I feel like I’m always trying to educate folks what a clinical pharmacist can provide to patients, nurses, physicians, a healthcare team, institution etc. Since I was accepted into pharmacy school, I feel like I’ve been hearing about MTM(medication therapy management) and clinical pharmacy ever since, and when you talk to virtually anyone outside of the world of pharmacy, no one has a clue what you’re talking about.
Perceptions seem to be changing…slowly. I do work in rural areas, so maybe that does skew my experience. Maybe I’m not very good at selling our services? Or even worse maybe we pharmacists have a bad product? I’m biased but the second question isn’t true. A question asked by an administrator at an assisted living really got my frustrated, but it really did cause me to think. The question was simply – Why would we need someone else to review a medication list when the doctor and nurses already do that? In hindsight, it is a really good question and one I should’ve thought about a long time ago. When I put myself in the shoes of that administrator, the question is very legitimate and I feel like that is the giant hurdle I face every day in trying to prove the value of what I do. At the time, I had no response and ceded that she wasn’t interested in what I would provide. I could certainly list studies, case reports etc. that prove the value, cost savings, improvement of health related outcomes, satisfaction and on and on, but to be honest, that’s boring.
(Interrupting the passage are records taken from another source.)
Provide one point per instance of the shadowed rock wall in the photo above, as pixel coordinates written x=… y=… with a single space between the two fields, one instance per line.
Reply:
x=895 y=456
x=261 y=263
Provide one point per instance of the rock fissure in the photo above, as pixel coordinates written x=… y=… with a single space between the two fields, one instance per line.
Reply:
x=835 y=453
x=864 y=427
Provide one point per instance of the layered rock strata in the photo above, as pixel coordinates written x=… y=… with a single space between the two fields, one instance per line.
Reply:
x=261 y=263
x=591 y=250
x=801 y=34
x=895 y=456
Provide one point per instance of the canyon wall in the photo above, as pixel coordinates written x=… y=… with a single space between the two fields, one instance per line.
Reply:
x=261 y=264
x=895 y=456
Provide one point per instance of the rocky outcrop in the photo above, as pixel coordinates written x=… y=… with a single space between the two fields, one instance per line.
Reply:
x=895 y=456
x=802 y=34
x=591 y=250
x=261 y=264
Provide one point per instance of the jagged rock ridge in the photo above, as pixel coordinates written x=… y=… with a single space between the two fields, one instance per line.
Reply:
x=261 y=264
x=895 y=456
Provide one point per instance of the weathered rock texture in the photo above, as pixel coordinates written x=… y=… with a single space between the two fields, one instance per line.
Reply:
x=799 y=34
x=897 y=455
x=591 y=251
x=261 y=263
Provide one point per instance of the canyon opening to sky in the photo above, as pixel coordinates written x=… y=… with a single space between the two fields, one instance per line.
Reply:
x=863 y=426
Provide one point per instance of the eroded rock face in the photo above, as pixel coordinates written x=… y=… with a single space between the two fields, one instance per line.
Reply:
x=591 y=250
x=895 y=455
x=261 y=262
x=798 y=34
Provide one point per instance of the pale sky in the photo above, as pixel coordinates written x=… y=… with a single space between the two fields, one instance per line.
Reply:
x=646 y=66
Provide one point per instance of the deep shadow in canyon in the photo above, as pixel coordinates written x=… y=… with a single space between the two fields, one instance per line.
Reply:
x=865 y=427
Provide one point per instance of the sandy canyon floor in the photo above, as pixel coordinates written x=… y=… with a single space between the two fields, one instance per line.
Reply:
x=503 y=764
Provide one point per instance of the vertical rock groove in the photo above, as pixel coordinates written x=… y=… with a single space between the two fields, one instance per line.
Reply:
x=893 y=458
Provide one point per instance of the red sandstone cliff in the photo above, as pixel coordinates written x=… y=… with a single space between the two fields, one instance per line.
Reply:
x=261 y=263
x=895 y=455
That question of what we do differently as clinical pharmacists has stuck with me for a few years now, and I’m finally gaining some perspective on that question. Just put yourself in the mindset of that administrator that knows very little about pharmacy and you will come to this conclusion – Pharmacists don’t do anything differently. (I’m sure all my pharmacist friends are up in arms right now!) Does the physician/nurse review the medication list? Does the physician/nurse review appropriate labs? Does the physician/nurse take into account patient concerns, objective and subjective information etc.? All the answers are yes which leads me to my conclusion that clinical pharmacist don’t do anything different than an attending primary care provider. Here’s the insight, while we don’t physically do anything different from a physician when reviewing medications, clinical pharmacists use a different tool. We have a different lens that we look through when assessing patients, and that’s the beauty of all of us working together. Let me explain. Where a Dr./nurse might see a patient failing in the end stages of dementia, I see an inappropriate increase in Dilantin causing toxicity. Where a Dr./nurse might see a new diagnosis of dry eyes, I see a patient on duplicate anticholinergic drugs. Where a Dr./nurse might see a patient with worsening CHF, I see a patient that was just recently started on Celebrex for pain. Where a Dr./nurse might see worsening symptoms of gout, I see that hydrochlorothiazide for blood pressure was recently initiated. Where a Dr. discontinues Rifampin for osteomyelitis, I see a very significant problem with abruptly discontinuing Rifampin without monitoring a patient’s (INR) Coumadin. Our pharmacist lens allows us to focus on medication related problems that put our patients at risk of adverse effects, poor outcomes, drug interactions, hospitalizations, or worse.